I think it's primarily so that the compiler knows that these literal values are unsigned, so you don't get odd compiler warnings in various situations (because otherwise a numeric literal is a signed int).
It's just that it doesn't achieve that. A uint16_t will get promoted to a signed int by your average 32 bit compiler before any computation is done with it.
It does achieve that if you directly use the constant, such as in an assignment or argument passing, by itself. That's the most you can do when defining constants anyway. So this is not a reason not to "cast" the constant to a specific type. As I said (3rd time), there are stdint macros for this anyway.
That being said, yes, when used in any arithmetic expression, integers will get promoted to int implicitly by C, which is one of its most horrific features IMVHO (very humble and devoted, just not to offense anyone, you never know).

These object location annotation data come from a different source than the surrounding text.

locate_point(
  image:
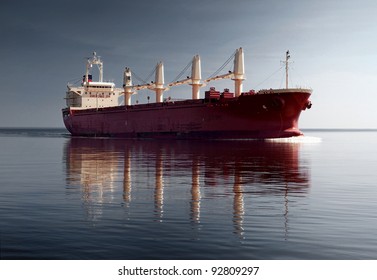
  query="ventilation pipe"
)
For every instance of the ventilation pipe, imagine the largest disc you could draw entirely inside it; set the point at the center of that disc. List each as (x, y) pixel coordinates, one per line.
(238, 72)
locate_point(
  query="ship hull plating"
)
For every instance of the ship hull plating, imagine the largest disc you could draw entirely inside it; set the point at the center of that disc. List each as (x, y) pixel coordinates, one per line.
(272, 114)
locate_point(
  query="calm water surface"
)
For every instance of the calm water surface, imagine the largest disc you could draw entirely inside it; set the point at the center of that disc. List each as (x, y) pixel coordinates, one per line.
(83, 198)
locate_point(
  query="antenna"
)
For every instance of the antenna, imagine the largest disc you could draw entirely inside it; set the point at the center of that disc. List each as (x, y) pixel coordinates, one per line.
(287, 57)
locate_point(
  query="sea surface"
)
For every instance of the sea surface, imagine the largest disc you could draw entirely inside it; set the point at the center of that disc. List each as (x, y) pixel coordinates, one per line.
(312, 197)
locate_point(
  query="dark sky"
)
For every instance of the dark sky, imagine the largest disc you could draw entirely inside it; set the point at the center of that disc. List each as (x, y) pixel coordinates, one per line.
(332, 43)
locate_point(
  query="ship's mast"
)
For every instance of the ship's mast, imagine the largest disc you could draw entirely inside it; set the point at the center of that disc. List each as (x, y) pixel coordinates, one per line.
(238, 71)
(159, 82)
(287, 57)
(94, 60)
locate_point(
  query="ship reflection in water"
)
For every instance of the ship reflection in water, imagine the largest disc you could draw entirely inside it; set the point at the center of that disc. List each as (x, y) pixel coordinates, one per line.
(186, 181)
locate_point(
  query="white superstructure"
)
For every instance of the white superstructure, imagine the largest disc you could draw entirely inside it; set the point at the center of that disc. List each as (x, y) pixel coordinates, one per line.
(93, 94)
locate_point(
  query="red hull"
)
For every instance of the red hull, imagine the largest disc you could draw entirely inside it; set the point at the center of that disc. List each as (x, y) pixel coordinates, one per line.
(269, 115)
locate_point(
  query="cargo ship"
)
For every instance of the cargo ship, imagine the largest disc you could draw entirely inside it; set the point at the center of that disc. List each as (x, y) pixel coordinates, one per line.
(99, 109)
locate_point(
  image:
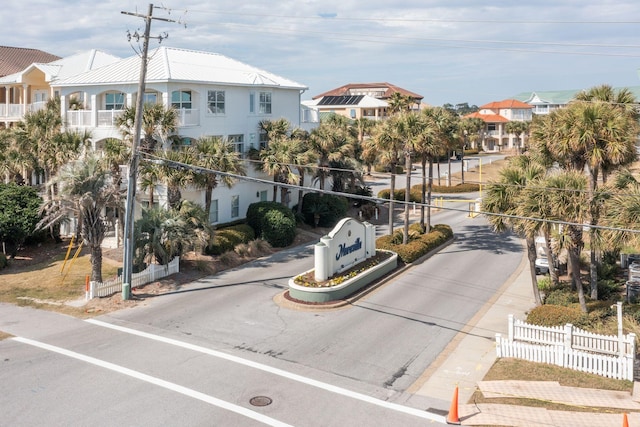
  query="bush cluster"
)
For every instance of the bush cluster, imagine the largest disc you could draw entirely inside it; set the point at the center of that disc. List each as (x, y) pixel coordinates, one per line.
(555, 315)
(273, 222)
(226, 239)
(419, 244)
(330, 209)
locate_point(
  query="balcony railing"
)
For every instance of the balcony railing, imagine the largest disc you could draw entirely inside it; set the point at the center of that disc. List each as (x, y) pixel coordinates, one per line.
(108, 117)
(79, 118)
(11, 110)
(188, 117)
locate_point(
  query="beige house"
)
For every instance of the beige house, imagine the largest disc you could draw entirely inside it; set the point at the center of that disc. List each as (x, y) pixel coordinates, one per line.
(496, 115)
(360, 100)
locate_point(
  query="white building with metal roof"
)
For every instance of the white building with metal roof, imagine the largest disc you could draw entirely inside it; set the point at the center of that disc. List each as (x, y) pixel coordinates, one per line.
(213, 94)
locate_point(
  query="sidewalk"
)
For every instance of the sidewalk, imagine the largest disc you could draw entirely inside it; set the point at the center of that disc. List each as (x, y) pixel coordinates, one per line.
(468, 357)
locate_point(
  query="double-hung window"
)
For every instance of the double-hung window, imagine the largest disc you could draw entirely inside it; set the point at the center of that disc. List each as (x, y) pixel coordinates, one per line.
(238, 143)
(181, 99)
(235, 206)
(215, 101)
(114, 101)
(264, 106)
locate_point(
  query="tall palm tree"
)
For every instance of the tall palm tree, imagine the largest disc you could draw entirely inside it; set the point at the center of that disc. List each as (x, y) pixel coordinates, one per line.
(214, 153)
(471, 128)
(505, 197)
(332, 141)
(389, 141)
(162, 234)
(158, 123)
(399, 102)
(594, 135)
(85, 191)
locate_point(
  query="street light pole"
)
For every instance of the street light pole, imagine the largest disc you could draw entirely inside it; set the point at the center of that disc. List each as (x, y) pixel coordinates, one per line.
(127, 269)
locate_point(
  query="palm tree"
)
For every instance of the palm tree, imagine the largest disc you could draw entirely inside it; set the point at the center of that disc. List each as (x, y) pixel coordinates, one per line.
(162, 234)
(85, 191)
(215, 154)
(595, 135)
(505, 197)
(471, 128)
(399, 102)
(332, 141)
(158, 123)
(389, 143)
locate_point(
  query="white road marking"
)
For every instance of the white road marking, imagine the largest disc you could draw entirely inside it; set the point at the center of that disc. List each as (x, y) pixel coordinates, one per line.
(157, 381)
(299, 378)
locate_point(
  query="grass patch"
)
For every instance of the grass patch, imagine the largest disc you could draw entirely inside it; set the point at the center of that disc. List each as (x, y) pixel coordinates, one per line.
(42, 282)
(522, 370)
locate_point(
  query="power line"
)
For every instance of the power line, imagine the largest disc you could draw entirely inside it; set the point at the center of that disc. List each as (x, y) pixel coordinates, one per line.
(376, 200)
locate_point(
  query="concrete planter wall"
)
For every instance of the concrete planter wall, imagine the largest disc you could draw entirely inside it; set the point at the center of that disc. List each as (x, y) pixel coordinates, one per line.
(346, 288)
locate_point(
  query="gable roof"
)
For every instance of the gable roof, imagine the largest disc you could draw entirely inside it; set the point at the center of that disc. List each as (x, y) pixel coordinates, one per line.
(14, 59)
(65, 67)
(387, 90)
(174, 64)
(488, 118)
(507, 104)
(361, 101)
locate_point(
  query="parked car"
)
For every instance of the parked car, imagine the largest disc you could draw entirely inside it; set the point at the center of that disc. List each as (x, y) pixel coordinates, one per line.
(542, 265)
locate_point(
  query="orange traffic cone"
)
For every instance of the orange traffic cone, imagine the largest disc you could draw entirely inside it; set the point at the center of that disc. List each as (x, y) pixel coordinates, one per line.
(452, 416)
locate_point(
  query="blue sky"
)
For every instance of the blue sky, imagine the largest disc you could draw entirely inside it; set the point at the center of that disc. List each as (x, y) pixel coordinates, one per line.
(448, 51)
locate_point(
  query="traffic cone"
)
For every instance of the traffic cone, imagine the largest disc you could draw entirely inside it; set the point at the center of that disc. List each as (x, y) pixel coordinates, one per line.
(452, 416)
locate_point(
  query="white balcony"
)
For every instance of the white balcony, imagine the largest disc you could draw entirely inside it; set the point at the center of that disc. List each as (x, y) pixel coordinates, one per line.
(188, 117)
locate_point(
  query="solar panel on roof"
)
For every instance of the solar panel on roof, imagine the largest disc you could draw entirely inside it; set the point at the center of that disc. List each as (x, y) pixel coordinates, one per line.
(341, 100)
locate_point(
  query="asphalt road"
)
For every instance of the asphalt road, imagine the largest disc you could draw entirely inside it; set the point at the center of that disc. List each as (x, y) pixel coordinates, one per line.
(198, 356)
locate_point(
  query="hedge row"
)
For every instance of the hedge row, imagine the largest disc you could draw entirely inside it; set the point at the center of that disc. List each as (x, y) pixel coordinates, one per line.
(272, 221)
(419, 244)
(415, 194)
(226, 239)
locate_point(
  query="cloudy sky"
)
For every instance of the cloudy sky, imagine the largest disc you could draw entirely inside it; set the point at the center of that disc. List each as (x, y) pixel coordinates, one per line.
(449, 51)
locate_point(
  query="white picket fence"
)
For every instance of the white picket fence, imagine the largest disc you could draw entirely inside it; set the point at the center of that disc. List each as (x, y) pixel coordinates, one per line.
(570, 347)
(151, 273)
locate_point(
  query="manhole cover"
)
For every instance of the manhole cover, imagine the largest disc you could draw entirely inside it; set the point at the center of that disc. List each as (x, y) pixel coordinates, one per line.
(260, 401)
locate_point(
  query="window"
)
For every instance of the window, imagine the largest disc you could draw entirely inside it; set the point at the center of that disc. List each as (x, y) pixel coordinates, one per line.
(265, 103)
(235, 206)
(238, 143)
(114, 101)
(264, 140)
(215, 101)
(150, 98)
(213, 212)
(181, 99)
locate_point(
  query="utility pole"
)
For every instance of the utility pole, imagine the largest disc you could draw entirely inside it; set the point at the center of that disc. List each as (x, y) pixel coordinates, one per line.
(129, 243)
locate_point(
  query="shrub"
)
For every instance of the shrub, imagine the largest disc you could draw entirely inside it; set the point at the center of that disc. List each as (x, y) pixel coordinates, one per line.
(329, 209)
(553, 315)
(419, 244)
(561, 296)
(226, 239)
(279, 227)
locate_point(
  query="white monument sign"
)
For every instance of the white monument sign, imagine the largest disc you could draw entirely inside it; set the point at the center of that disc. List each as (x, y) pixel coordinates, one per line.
(349, 243)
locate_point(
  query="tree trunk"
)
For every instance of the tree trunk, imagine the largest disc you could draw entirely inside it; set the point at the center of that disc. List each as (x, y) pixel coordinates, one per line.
(96, 263)
(407, 199)
(429, 189)
(532, 255)
(423, 192)
(392, 189)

It has made generations of C developers make stupid mistakes with what looked like the most innocuous expressions. Anyway. (Yeah as soon as you don't want strict typing, that's almost inevitably what you get.)
In any expression which would combine several constants, such as a OR in the OP's example, you'd still need to cast the whole expression to make things perfectly warning-free with even the most aggressive warning options.
So that would be: FLASH->CTLR = (uint32_t)(FLASH_CTLR_STRT | FLASH_CTLR_PAGE_ER);
If you'd expect or'ing two uint32_t integers to naturally yield a uint32_t integer, then try avoiding C. Really!
Some (a lot?) developers don't care much though and don't cast much of anything unless tortured to do so, and live with the warnings or disable as much of them as possible. Not that I suggest doing that, but, your pick.